Saturday, 30 March 2013
Cadet Loftus And Ensign Flandry
Blish's juvenile hero, the seventeen year old Jack Loftus, senior foreign service cadet in the department of the Secretary for Space, also contrasts with Poul Anderson's Dominic Flandry of Terrestrial Imperial Space Intelligence, especially since we first meet the latter as a seventeen year old Ensign.
Jack has read magazine fiction in which:
a terrestrial representative fights alien hordes with a hand gun;
space fleets fight between stars;
abduction, assassination and incitement to insurrect are regular tactics.
In other words, he seems to have read the Flandry series! In fact, it is possible that thirty seven years hence, Jack, due to be born in 2033, will read magazines of classic sf reprinting Poul Anderson.

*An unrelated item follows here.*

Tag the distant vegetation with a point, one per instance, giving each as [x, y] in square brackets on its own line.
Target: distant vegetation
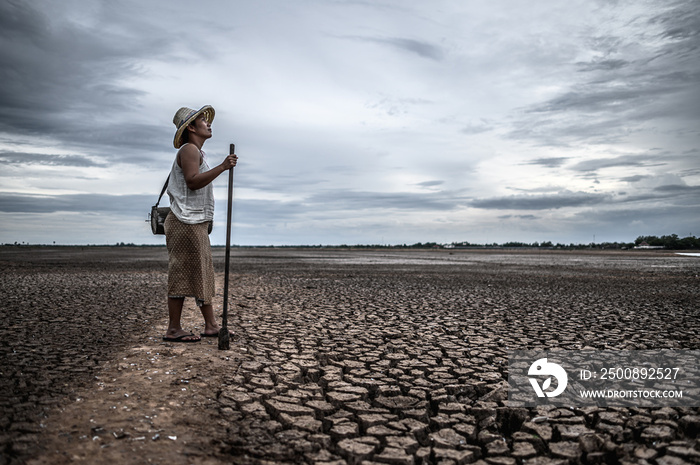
[672, 242]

Jack's temporary mentor, Dr Langer, comments, " 'Utter nonsense...' " (p. 49) and explains that:
space fleets would be unable to intercept each other or to fight if they met by chance but would each destroy the enemy's home planet, solving nothing;
" 'The essence of interstellar diplomacy is to make friends, not enemies.' " (p. 50)
This is indeed a direct reply to Heinlein but is also relevant to Flandry, though not, of course, to the entire range of Anderson's works.
Regular blog viewers might have noticed that I am trying simultaneously both to express my appreciation of James Blish's works and to hold the attention of those who prefer to read about Anderson! To me, it makes sense to read them together. Their main, though not their only, similarity is the precise combination of scientific information, extrapolation and speculation in their hard sf.
Also in their hard sf, each notably goes intergalactic for two volumes - Anderson, World Without Stars and Tau Zero; Blish, Earthman, Come Home and The Triumph Of Time.